The Engineering Core of Life-Saving Devices — IEC 60755 RCD General Requirements
Inside your home’s distribution panel sits an unassuming but critical device — the Residual Current Device (RCD). When someone receives an electric shock or a ground fault develops, it cuts power within tens of milliseconds, making it one of the most important safety devices in low-voltage distribution. IEC 60755 (latest: 2017) defines the general requirements for all RCD types — it’s the “parent standard” for product standards like IEC 61008 (RCCBs) and IEC 61009 (RCBOs).
💡 Core insight: IEC 60755 isn’t a product standard — you can’t buy an “IEC 60755-compliant RCD.” But it’s the upstream document for all RCD product standards. Understanding IEC 60755 means understanding all the foundational logic behind RCD design.
📊 RCD Type Classification — Beyond “Type AC”
| Type |
Residual Current Waveforms Detected |
Typical Application |
Risk if Wrong Type Used |
| Type AC |
Pure sinusoidal AC residual current |
Legacy resistive loads (incandescent, heating) |
Insensitive to DC and pulsed currents — may fail to trip |
| Type A |
AC + pulsating DC (≤6 mA smooth DC) |
Loads with diode rectifiers (LED, SMPS) |
Minimum recommended for modern homes |
| Type F |
Type A + high-frequency AC + composite current (≤10 mA smooth DC) |
Inverter ACs, washing machines, heat pumps |
Upgraded Type A — handles VFD-generated high-frequency leakage |
| Type B |
Type F + smooth DC + high-frequency AC (up to 1 kHz) |
PV inverters, EV chargers, medical equipment |
Most comprehensive protection — also the highest cost |
🔴 The most common engineering mistake: Using Type AC RCDs in circuits with DC components. When a VFD or SMPS develops a ground fault, the fault current may contain DC components. This DC pre-magnetizes the Type AC RCD’s current transformer core, significantly degrading its sensitivity to AC residual current. In the worst case, a Type AC RCD may fail to trip entirely at its rated 30 mA — meaning no protection when someone is being electrocuted.
🏗️ Operating Characteristics — The Engineering Logic
IEC 60755:2017 defines the tripping current-time characteristics. The most critical parameters:
- Rated residual operating current (IΔn): The RCD must trip between 50% and 100% of IΔn. E.g., a 30 mA RCD must trip between 15-30 mA.
- Non-operating current: At 0.5×IΔn, the RCD must not trip. This prevents nuisance tripping from normal leakage currents.
- Operating time: ≤300 ms at IΔn (general type) or ≤150 ms (Type S/selective); ≤40 ms at 5×IΔn — this is the shock-protection time window.
✅ Engineering insight: When selecting an RCD for a branch circuit, consider not only the total equipment leakage current (must be <0.5×IΔn) but also the consequences of power interruption. Fridge and freezer circuits with a 30 mA general-type RCD risk food loss from a single nuisance trip. For these circuits, consider a time-delayed (Type S) RCD or a higher IΔn value (e.g., 100 mA for fire protection only, not personal protection).
❓ Frequently Asked Questions
- Q1: Does a 30 mA RCD absolutely guarantee personal safety?

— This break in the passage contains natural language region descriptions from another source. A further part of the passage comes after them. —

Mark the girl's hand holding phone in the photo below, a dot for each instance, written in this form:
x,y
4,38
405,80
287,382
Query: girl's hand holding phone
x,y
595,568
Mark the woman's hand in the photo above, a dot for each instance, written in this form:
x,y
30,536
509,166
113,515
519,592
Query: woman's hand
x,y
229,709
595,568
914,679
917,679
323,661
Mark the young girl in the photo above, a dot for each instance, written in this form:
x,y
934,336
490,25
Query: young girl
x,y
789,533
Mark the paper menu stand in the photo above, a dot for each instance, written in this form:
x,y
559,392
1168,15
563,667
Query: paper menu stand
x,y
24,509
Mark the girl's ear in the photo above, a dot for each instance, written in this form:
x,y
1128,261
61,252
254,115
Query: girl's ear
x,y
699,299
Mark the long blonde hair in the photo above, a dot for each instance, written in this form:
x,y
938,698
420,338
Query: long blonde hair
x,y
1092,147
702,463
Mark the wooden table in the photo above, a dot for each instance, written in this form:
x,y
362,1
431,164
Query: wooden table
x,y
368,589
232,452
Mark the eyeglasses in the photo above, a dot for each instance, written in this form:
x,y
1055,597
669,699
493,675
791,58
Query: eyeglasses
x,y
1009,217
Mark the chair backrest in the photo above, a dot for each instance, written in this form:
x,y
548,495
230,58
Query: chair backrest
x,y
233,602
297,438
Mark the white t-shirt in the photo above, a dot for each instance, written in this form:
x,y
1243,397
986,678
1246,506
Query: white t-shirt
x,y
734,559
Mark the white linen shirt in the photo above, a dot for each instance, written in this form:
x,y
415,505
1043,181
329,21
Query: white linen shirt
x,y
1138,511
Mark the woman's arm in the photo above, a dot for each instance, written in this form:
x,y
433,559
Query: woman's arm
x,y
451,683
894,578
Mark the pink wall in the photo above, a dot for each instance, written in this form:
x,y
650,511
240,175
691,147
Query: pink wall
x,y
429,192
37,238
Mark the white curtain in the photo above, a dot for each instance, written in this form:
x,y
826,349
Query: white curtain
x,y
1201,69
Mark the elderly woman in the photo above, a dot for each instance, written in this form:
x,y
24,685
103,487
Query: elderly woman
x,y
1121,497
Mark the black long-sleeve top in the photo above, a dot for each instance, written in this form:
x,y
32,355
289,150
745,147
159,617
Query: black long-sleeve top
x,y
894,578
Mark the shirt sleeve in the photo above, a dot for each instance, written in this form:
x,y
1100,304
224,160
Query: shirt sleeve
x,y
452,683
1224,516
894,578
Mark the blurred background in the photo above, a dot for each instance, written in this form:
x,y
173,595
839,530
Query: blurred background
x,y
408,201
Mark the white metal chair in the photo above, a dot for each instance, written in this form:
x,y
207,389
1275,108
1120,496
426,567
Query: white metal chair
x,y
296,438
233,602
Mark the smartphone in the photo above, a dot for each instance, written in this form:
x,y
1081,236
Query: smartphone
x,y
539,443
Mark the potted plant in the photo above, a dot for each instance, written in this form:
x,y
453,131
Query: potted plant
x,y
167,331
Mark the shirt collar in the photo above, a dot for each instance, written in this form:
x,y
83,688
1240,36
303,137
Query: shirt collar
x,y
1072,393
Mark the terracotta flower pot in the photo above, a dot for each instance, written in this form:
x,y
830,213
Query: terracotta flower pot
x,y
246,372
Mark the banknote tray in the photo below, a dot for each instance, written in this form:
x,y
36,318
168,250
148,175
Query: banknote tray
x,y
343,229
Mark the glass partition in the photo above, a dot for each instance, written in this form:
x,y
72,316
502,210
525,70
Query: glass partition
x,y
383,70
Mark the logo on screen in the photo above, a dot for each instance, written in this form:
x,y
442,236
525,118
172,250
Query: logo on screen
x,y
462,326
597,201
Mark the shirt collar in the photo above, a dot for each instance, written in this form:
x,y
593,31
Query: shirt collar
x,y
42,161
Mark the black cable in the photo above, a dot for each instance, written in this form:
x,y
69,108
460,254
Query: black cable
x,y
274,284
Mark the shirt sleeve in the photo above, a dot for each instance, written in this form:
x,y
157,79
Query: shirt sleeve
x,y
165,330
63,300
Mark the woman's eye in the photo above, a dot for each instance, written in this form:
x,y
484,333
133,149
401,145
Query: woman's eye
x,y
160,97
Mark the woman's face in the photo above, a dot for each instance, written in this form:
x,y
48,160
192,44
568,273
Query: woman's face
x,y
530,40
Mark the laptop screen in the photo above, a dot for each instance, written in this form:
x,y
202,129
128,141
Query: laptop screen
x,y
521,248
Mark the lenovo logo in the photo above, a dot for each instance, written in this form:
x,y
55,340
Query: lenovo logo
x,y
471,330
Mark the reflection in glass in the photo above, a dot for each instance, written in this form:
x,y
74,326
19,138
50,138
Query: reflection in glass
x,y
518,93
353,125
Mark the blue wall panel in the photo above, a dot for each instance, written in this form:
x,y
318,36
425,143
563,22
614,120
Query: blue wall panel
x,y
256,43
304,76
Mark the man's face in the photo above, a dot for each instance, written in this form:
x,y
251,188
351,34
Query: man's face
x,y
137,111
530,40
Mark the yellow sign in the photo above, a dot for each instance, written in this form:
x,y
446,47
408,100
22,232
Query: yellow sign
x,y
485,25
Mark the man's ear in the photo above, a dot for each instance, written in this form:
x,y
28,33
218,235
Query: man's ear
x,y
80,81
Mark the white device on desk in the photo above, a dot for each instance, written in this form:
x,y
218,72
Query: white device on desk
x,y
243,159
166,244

- 30 mA is a statistical safety value based on ventricular fibrillation thresholds (IEC 60479), but RCDs only detect ground leakage current. If a person contacts both line and neutral (line-to-line shock), the fault current doesn’t flow to earth, and the RCD won’t trip — this is a physical limitation of RCDs, not a standard or product defect.
- Q2: Why must PV systems use Type B RCDs?
- PV inverters can produce smooth DC residual current under fault conditions. Neither Type AC nor Type A RCDs can reliably detect smooth DC. If the wrong type is installed, a PV system’s ground fault can persist undetected, eventually causing a fire.